Considering all of the foregoing, it is our conclusion that a finding on the part of the jury that the mowing machine was defective in design or manufacture, and that the injury was one which defendant should have foreseen, could only have been based on the rankest speculation and is certainly unsupported by the evidence. Determinations of negligence must be based on the evidence, and the trier of fact may not indulge in possibilities, probabilities, inferences, or assumptions. O’Pry v. Berdon, La.App., 149 So. 287. The verdict of the jury then, was manifestly erroneous, and the general presumption of correctness in favor of the trial court is overcome.

An appellant in this court has a right to a complete review of both the law and the facts, and when this court concludes that the trial court, be it judge or jury, has erred in its determination of either or both of those, the appellant is entitled to a reversal of the trial court’s findings. Barker v. Phoenix Insurance Co., La.App., 220 So.2d 720, and cases cited therein.

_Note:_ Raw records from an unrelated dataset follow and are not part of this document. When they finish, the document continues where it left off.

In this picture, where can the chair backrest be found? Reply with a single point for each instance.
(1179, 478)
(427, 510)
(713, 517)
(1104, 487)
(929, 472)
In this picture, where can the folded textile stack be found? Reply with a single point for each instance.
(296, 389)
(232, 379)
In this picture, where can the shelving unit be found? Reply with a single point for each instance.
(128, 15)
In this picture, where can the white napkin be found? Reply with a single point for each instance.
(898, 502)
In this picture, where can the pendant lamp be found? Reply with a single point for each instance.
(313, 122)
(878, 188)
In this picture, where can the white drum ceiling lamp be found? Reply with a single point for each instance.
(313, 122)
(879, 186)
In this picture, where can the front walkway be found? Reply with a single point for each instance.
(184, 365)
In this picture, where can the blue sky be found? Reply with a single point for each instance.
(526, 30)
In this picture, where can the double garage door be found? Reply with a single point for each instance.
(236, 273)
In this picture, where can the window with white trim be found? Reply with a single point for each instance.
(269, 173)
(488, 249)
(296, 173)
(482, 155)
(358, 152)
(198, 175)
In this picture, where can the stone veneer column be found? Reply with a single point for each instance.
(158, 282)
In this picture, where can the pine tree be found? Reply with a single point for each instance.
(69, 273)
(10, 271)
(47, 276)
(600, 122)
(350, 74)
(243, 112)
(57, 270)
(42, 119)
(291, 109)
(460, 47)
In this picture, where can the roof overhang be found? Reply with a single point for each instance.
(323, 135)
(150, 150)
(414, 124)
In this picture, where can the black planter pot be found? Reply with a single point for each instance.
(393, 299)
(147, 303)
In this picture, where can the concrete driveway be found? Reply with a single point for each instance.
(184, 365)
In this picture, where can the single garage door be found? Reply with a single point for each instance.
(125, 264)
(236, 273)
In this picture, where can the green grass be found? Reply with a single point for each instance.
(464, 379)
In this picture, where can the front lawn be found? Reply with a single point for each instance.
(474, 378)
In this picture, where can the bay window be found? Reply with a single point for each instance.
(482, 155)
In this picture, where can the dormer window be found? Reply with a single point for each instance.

Writs refused, 254 La. 134, 222 So.2d 883. Accordingly the judgment of the trial court must be reversed.

For the foregoing reasons, the judgment casting Quick Manufacturing Company is reversed and;

It is now ordered, adjudged, and decreed that there be judgment in favor of defendant Quick Manufacturing Company and against plaintiff Lenix Stelly, dismissing his suit. All costs in both courts are assessed to plaintiff Lenix Stelly.

Reversed and rendered.

FRUGÉ, J., respectfully dissents and agrees with the judgment of trial court.